Fort à propos, Philippe Foussier s’attarde sur un aspect plus méconnu du pavoisement. En sa partie blanche, centrale, la bannière tricolore a connu des variantes, reflets de luttes politiques ou simple usage républicain. Sous l’Occupation, la francisque, symbole du régime de Vichy, orne le drapeau de l’État français, quand la résistance gaulliste lui oppose un tout autre signe de ralliement en référence au sacrifice de Jeanne d’Arc : la croix de Lorraine. Après 1945, le président de la République française jouit du privilège de pouvoir apposer sur le drapeau sa propre « marque » personnelle, telles ses initiales (Vincent Auriol, René Coty, Alain Poher). La tradition est toutefois tombée en désuétude après la présidence Mitterrand, qui avait mis à l’honneur l’image d’un chêne mêlé à un olivier. Énième rebondissement enfin de la longue aventure du drapeau français, son bleu foncé initial, délaissé pour quelques décennies à l’initiative de Valéry Giscard d’Estaing pour lui substituer le bleu plus clair du drapeau européen, a retrouvé sa teinte originelle en 2020.
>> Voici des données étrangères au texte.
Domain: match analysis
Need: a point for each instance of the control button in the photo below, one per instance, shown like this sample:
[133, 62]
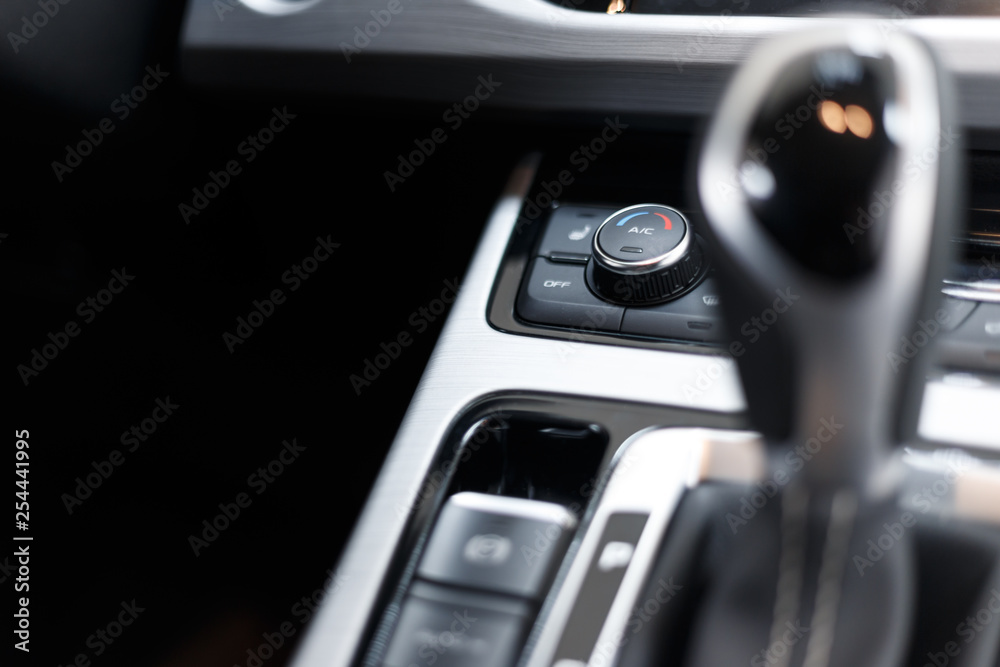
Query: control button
[571, 229]
[643, 255]
[696, 316]
[975, 344]
[498, 544]
[458, 629]
[557, 294]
Au-delà de ce qu’il représente pour l’Hexagone, le drapeau français est aussi devenu une référence universelle. Philippe Foussier ne manque pas de souligner que sa structure (tricolore à trois bandes verticales égales) a directement inspiré de nombreuses nations à travers le monde. Mais il possède surtout une force politique et une esthétique qui devaient inspirer de nombreux artistes. Les dernières pages du livre, qui reproduisent et expliquent une dizaine de grandes œuvres marquées par la présence du drapeau tricolore, rendent compte à merveille de la place qu’il a acquis dans l’Histoire politique et culturelle française… et bien au-delà.
Référence : Philippe Foussier, Le Drapeau tricolore, Paris, Dervy, coll. « Les Symboles de notre Histoire », 2026, 48 pages. Prix éditeur : 12,90 €.